Deep learning models in biology have mostly been fairly limited in scope. For example, graph convolutional networks provide a powerful tool for mapping the structure of the molecule to a prediction about its properties. Similarly, models for analyzing biomedical images such as the UNet only consider a single image in isolation. Deep learning applied in this fashion has no doubt been powerful, but there are fundamental limitations to current approaches. For one, deep architectures have no understanding of the unity of a biological system. Models can’t understand that molecules constitute cells, which constitute tissues, which constitute organs. There’s no sense of how various components of biological systems fit together with one another.

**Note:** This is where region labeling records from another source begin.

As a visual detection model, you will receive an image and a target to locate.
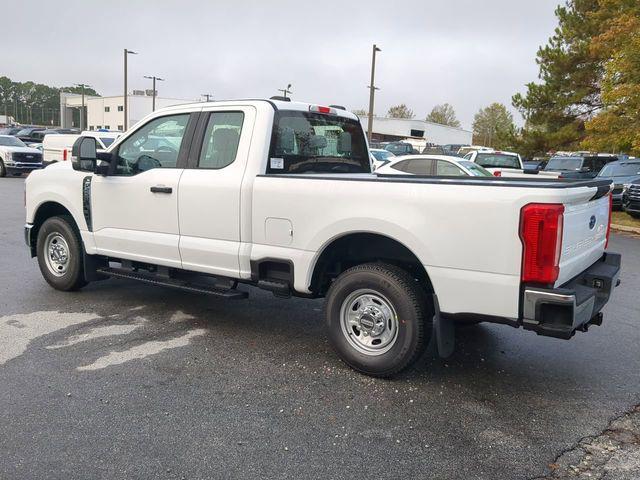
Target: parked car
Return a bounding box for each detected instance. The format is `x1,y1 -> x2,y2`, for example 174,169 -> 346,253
622,180 -> 640,218
458,145 -> 493,157
15,127 -> 46,143
598,159 -> 640,208
544,153 -> 618,179
24,100 -> 620,377
0,135 -> 42,177
0,126 -> 24,135
369,148 -> 396,170
420,145 -> 446,155
384,142 -> 418,155
522,157 -> 549,172
376,155 -> 492,177
42,130 -> 122,165
442,143 -> 469,157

Systems biology on the other hand has strived to make unified computational models that treat entire biological subsystems. A seminal paper from a few years ago constructs an exhaustive computational model of a small bacterium which it uses to make phenotypic suggestions. This approach is tremendously appealing, but there are limits here too. Taking a peek at the source code for this simulation reveals that many simulation parameters are hard coded. It isn’t obvious how this simulation model can be extended to simulate other cells for example. Contrast with the flexibility of deep architectures, where a convolutional network can handle image data from vastly different domains.
If we could create a differentiable cell simulator, we’d have a tremendously powerful toolkit with which we could approach questions in cellular biology. That is, we’d have a simulator where the simulation parameters are learnable from data using the techniques of deep learning. This would enable the model to be tuned to real experimental data so that it can yield meaningful biological predictions. This idea isn’t a pipe dream. There are a number of efforts underway to build detailed datasets about particular cells. The Pancreatic Beta-Cell Consortium is attempting to build detailed multimodal datasets that combine many different aspects of a cell’s function. If datasets of this type were open sourced, it might be possible for the research community to build differentiable simulators on top which could be used as a foundation for open source biology.
There’s been some early work in this vein already. For example, here’s a differentiable protein structure predictor and a differentiable protein simulator. However, there’s a large gap in complexity between a single protein and a cell, so considerable research work will be needed before differentiable cell simulators become standard.